In a typical microservices environment, application support teams will start getting calls and alerts about various clients experiencing high latency, which will also lead to the respective SLOs being violated. These symptoms can be caused by increased traffic, inefficient algorithms, misconfigured or insufficient resources or noisy neighbors in a shared environment. Identifying the root cause across multiple layers of the stack, typically managed by different application and infrastructure teams, can be incredibly difficult. It requires not just observability data including logs, metrics, time-series anomalies, and topological relationships, but also the causality knowledge to reason if this is an application problem impacting the infrastructure vs. an infrastructure problem impacting the applications, or even applications and microservices impacting each other.

Capture knowledge, not just data

Gathering more data points about every aspect of an application environment will not enable you to learn causality – especially in a highly dynamic application environment. Causation can’t be learned only by observing data or generating more alerts. It can be validated or enhanced as you get data, but you shouldn’t start there.

Think failures/defects, not alerts

Start by thinking about failures/defects instead of the alerts or symptoms that are being observed. Failures require intervention and either recur or currently cannot be resolved. Only when you know the failures you care about should you look at the alerts or symptoms that may be caused by them.

Root cause analysis (RCA) is the problem of inferring failures from an observed set of symptoms. For example, bad choices of algorithms or data structures may cause service latency, high CPU or high memory utilization as observed symptoms and alerts. The root cause of bad choices of algorithms and data structures can be inferred from the observed symptoms.

Causal AI is required to solve the RCA problem

Causal AI is an artificial intelligence system that can explain cause and effect. Unlike predictive AI models that are based on historical data, systems based on causal AI provide insight by identifying the underlying web of causality for a given behavior or event. The concept of causal AI and the limits of machine learning were raised by Judea Pearl, the Turing Award-winning computer scientist and philosopher, in The Book of Why: The New Science of Cause and Effect.

“Machines’ lack of understanding of causal relations is perhaps the biggest roadblock to giving them human-level intelligence.”
– Judea Pearl, The Book of Why

Causal graphs are the best illustration of causal AI implementations. A causal graph is a visual representation that usually shows arrows to indicate causal relationships between different events across multiple entities.

Causality Chain

Database Noisy Neighbor causing service and infrastructure symptoms

In this example, we are observing multiple clients experiencing errors and service latency, as well as neighboring microservices suffering from not getting enough compute resources. Any attempt to tackle the symptoms independently, by for instance increasing CPU limit, or horizontal scaling the impacted service, will not solve the REAL problem.

The best explanation for this combination of observed symptoms is the problem with the application’s interaction with the database.
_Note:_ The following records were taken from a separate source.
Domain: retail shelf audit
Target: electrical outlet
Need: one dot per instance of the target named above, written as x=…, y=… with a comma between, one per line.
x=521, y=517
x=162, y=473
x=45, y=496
The root cause can be inferred even when not all the symptoms are observed. Instead of troubleshooting individual client errors or infrastructure symptoms, the application support team can focus on the root cause and fix the application.

Capturing this human knowledge in a declarative form allows causal AI to reason about not just the observed symptoms but also the missing symptoms in the context of the causality propagations between application and infrastructure events. You need to have a structured way of capturing the knowledge that already exists in the minds and experiences of application support teams.

Wrapping up

Hopefully this blog helps you to begin to think about causality and how you can capture your own knowledge in causality chains like the one above. Human troubleshooting needs to be relegated to history and replaced with automated causality systems.

This is something we think about a lot at Causely, and would love any feedback or commentary about your own experiences trying to solve these kinds of problems.